Em 1988, no exílio no estrangeiro, Murtaza Bhutto tentou insistentemente a possibilidade de a sua irmã o deixar regressar ao país. Esta recusa. Mas ao fim de alguns anos, Murtaza pôde finalmente regressar. Decide investir na política, a exemplo de seu pai. Não terá tempo par o fazer. Em 1996, é assassinado pela polícia sendo a irmã, primeira-ministra do país. Ficou a forte suspeita de o atentado ter sido encomendado pela própria família.

Quando Benazir criou os Talibans

Na República islâmica do Paquistão, o exercício do poder é impossível sem o apoio de um movimento religioso. Em 1994, Benazir não encontra nada melhor que acolher-se na Jamiat Ulema-e-lslami (JUI), que se tornou portanto no parceiro incontornável PPP. Coincidência ou não, é este mesmo JUI que está à cabeça da maior parte dos madrassas (escolas fundamentalistas islâmicas) do norte do país. Os serviços secretos paquistaneses (ISI) que têm a partir de esta época a firme intenção de controlar o Afeganistão, obtêm autorização de Benazir, para extraírem nas escolas religiosas da organização os voluntários do futuro exército político-militar dos talibans, ou seja os estudantes em teologia. A priori, todos os estes acontecimentos nunca indignaram as elites políticas europeias, que não tiveram pejo em receber senhora Bhutto. No entanto entre corrupção, assassinato, e cinismo político de consequências muito nefastas, de que Benazir Bhutto é uma referência. A opinião da sua irmã diz de resto quase tudo: "Ela é feudal." Comporta-se como um tirano. Gosta de reinar. Pensa que é o seu o direito e utiliza o povo para servir os seus interesses.

Romain Vincent

http://almapatria-patriaalma.blogspot.com/2007/12/paquisto-madrinha-talibans-assassinada.html

shark disse...

A forma com Benazir é pintada neste "apanhado" deixa-me estupefacto quanto à reacção do seu povo e à séria possibilidade de ela vir a ser reeleita democraticamente.
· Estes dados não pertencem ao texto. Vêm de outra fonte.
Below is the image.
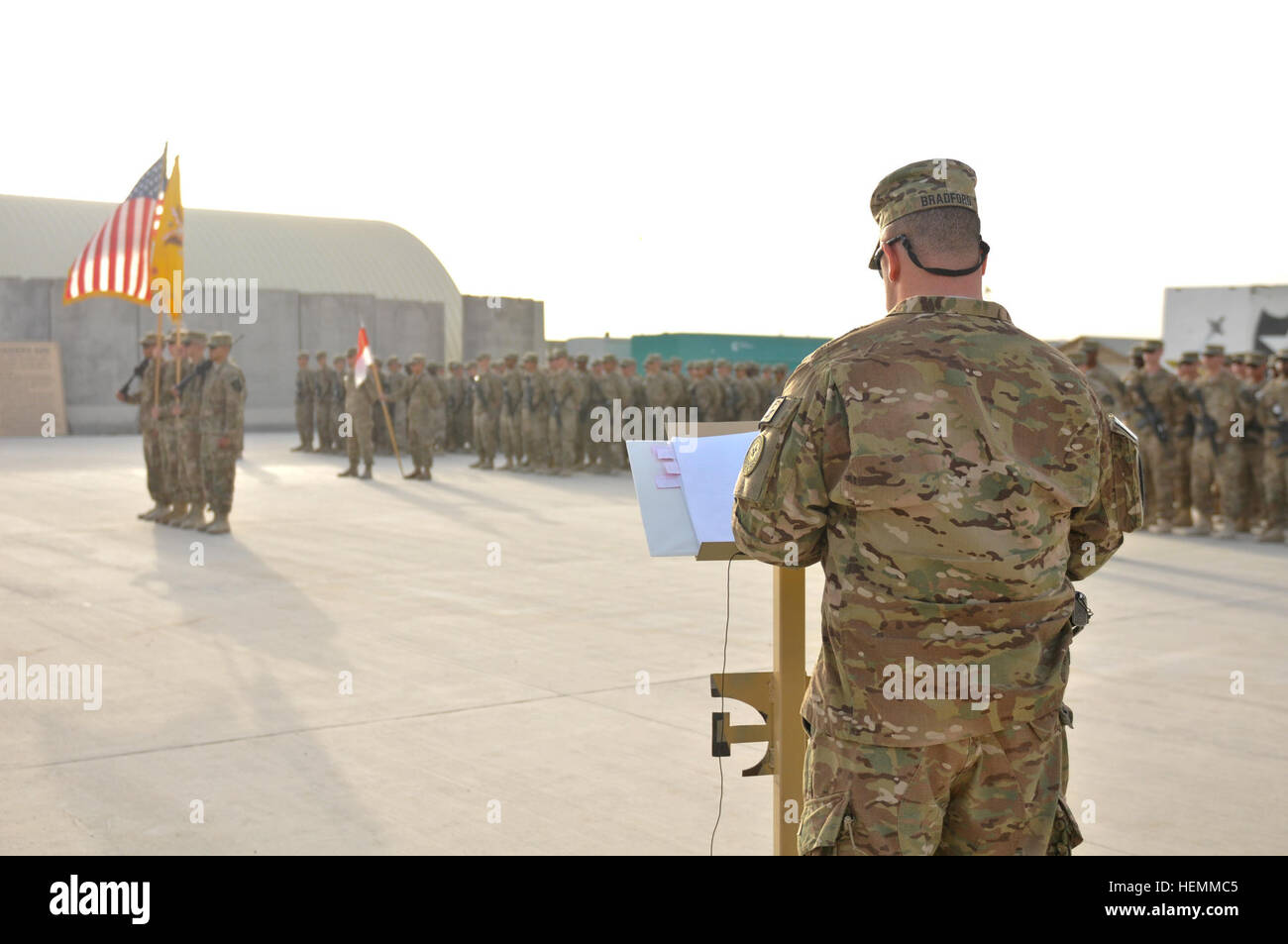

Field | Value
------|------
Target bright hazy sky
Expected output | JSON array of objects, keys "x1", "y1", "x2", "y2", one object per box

Isto implica o reforço da ideia de que o povo é estúpido e não devia poder votar cometendo este tipo de asneiras.
Por outro lado, leio a palavra "acusada" e até "condenada" mas não a vi detida por outras razões que não as de delito de opinião.
E para concluir espero que nunca venham a avaliar-me como pessoa com base nas opiniões da minha irmã.

shark disse...

O Charquinho, Rosa, está congelado no tempo como todos os outros blogues alojados no Weblog.
Estou a blogar na Casa de Alterne enquanto não lhes passa mais esta macacoa...

Vítor Ramalho disse...

Feliz Ano Novo

shark disse...

Obrigado

Diogo disse...

A nova mártir do mundo islâmico?

Leia isto: As duas faces de Benazir Bhutto

shark disse...

Seguramente uma mártir, Diogo. Apenas ainda não sei de que mundos.

(O linque que deixaste já não está acessível.)

LS disse...

quero desejar aos autores e a TODOS os leitores deste blogue um ano 2008 com muita saúde, emprego e muita PAZ entre TODOS e que TODOS consigamos uns de uma maneira outros de outra ajudar Portugal na procura da tão desejada retoma económica e social.

shark disse...

Obrigado, igualmente, pela parte que me toca.
Vamos nessa.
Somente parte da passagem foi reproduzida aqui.